Data Access, Data Preservation and Data Publication Issues (6/20/12)
Access to high-quality, scientific data is important for geoscience research, development and education. It is important that federal government agencies, such as the U.S. Geological Survey, are able to maintain accessible databases on natural resources, geologic and geophysical information, and basic information such as topography. In addition to government research, much information is collected by the academic and private sectors using, at least in part, U.S. federal funding. Though this information is often competitive and proprietary, many feel that any research coming from taxpayers’ dollars should be publicly accessible. Geosciences are global, so it is important that data is maintained and accessible worldwide.

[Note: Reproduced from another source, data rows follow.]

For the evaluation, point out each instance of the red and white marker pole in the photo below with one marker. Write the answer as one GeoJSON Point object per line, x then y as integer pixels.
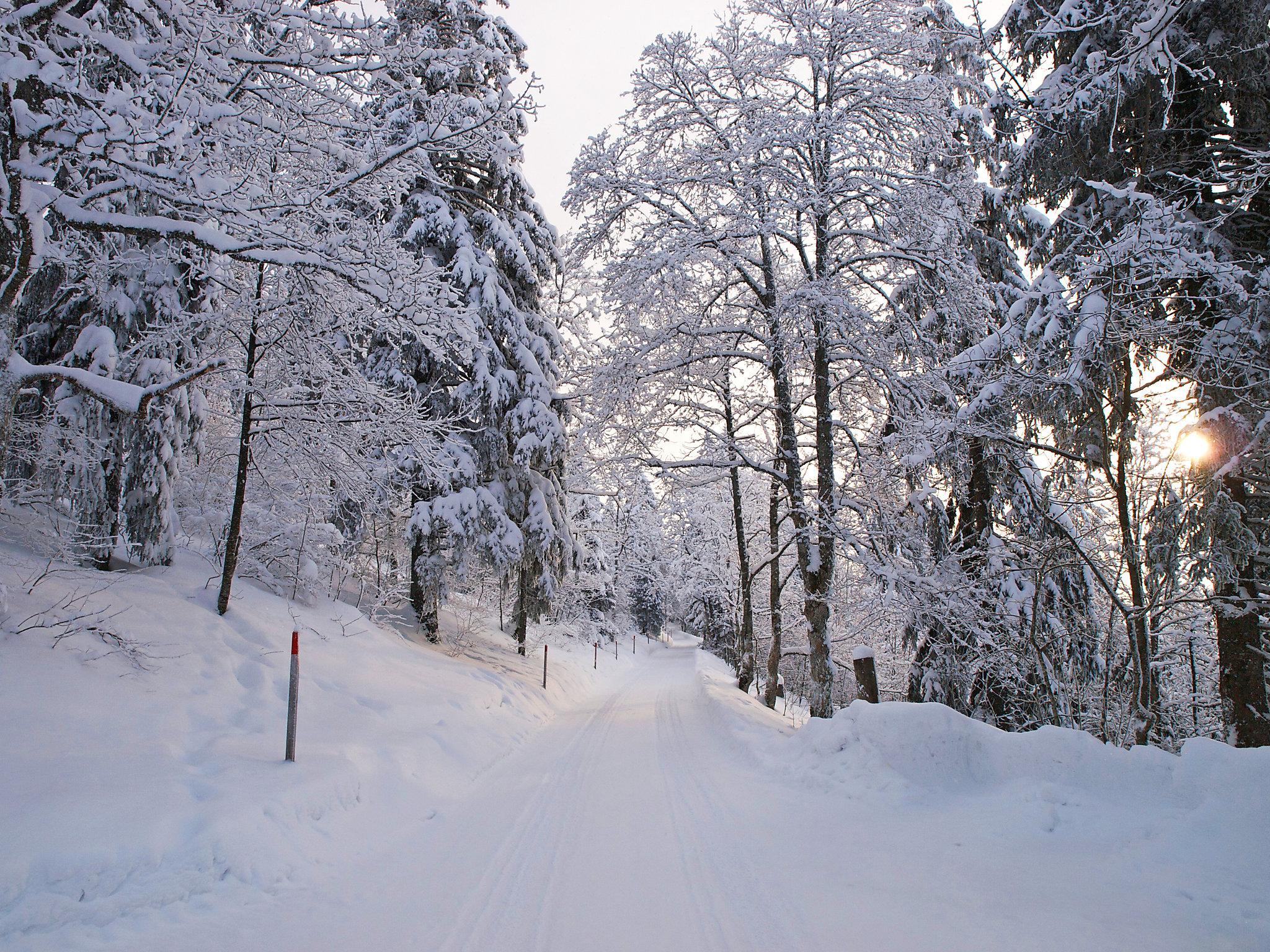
{"type": "Point", "coordinates": [294, 699]}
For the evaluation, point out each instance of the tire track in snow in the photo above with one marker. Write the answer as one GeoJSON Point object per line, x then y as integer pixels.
{"type": "Point", "coordinates": [535, 833]}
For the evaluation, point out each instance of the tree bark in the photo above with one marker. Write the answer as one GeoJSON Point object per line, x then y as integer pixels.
{"type": "Point", "coordinates": [234, 540]}
{"type": "Point", "coordinates": [522, 611]}
{"type": "Point", "coordinates": [774, 596]}
{"type": "Point", "coordinates": [1241, 663]}
{"type": "Point", "coordinates": [1135, 624]}
{"type": "Point", "coordinates": [425, 597]}
{"type": "Point", "coordinates": [746, 639]}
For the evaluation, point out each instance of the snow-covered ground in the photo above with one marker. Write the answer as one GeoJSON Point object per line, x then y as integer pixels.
{"type": "Point", "coordinates": [451, 804]}
{"type": "Point", "coordinates": [131, 795]}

The government plays a role in these issues by maintaining federal databases and helping to ensure data access in other countries through funding and federal preservation programs. In addition, the federal government has been held increasingly accountable for data integrity and the quality of scientific data it uses in policymaking. Funding and legislation will hopefully continue to provide widespread access to scientifically sound data. The 111th Congress approved the reauthorization of America COMPETES Act (H.R. 5116), which authorizes increases for research at the National Science Foundation, the National Institute of Standards and Technology and the Energy Department’s Office of Science. It requires the White House Office of Science and Technology Policy (OSTP) to coordinate and organize public access to government-funded research, including the development of online databases of scientific information within agencies. How the requirement will affect peer-reviewed journals and publishers, though, is unknown.
Some of AGI's member societies have issued their own position statements on data preservation and open access.
Briefing on “Digitizing Science Collections: Unlocking Data for Research and Innovation”(06/12)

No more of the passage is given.